To elucidate the effects of Rhes on activation of D₁ and D₂ receptors independently, we tested behavior induced by each receptor subtype alone. Agonism of D₁ receptors did not induce stereotypy, but the scores on the rating scale were reduced in KO and Het mice compared to their WT counterparts in both sexes. This effect is probably linked to an enhanced sensitivity to the D₂ antagonist eticlopride, which was administered prior to apomorphine in the D₁ group, and is in agreement with the findings of Errico et al, who reported increased catalepsy to haloperidol treatment in KO mice.²⁰ Activation of D₂ receptors did not induce significant differences in stereotypy among experimental groups for both sexes.

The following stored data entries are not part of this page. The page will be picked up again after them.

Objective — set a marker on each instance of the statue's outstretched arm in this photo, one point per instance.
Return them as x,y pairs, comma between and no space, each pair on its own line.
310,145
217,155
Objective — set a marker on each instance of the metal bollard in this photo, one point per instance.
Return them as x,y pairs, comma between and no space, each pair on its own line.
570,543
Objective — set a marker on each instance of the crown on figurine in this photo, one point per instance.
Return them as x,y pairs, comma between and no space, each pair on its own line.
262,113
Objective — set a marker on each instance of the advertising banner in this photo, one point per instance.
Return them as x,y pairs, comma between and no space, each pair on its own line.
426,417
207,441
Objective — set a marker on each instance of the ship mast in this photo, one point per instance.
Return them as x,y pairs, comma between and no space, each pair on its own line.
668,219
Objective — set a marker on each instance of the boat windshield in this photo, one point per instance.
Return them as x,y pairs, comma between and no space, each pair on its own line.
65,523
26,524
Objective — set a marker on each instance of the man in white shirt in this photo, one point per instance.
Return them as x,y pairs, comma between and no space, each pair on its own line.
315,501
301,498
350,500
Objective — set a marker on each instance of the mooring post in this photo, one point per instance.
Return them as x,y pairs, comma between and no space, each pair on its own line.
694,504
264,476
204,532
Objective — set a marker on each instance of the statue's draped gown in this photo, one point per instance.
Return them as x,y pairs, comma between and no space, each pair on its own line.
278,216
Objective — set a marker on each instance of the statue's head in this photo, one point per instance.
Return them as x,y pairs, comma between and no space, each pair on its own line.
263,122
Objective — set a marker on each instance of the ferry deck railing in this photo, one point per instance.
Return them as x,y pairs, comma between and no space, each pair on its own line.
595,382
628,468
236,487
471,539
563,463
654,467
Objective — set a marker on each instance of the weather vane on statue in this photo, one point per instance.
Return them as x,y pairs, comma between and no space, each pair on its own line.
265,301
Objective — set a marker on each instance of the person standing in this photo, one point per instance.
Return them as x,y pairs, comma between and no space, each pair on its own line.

As in all experiments using mice in which a gene is knocked-out from the single cell stage, interpretations of the present results require caution. This model of mutant mice is limited by potential genetic compensatory responses that could lead to anatomical and physiological compensations during development. Subsequent studies could explore the present findings with a knockout model in which the knocking out condition is restricted in time, for example, to adulthood (temporal conditional knockout), or restricted in space; for instance, limited to the striatum.

Conclusion

In conclusion, the present research shows that changes in Rhes protein levels affect basal levels of activity and stereotypy response under DA receptor agonism conditions; furthermore, a decrease in Rhes protein levels could be linked to anxiolysis in females. A decrease in Rhes protein levels does not affect D₁/D₂ synergism in female and males.

Acknowledgments

The authors thank Dr G J LaHoste for research support and lab facilities. This study was supported by NIH grant RR016816, and also by SNI funding (SENACYT-PANAMA) awarded to GQ.

Disclosure

The authors report no conflicts of interest in this work.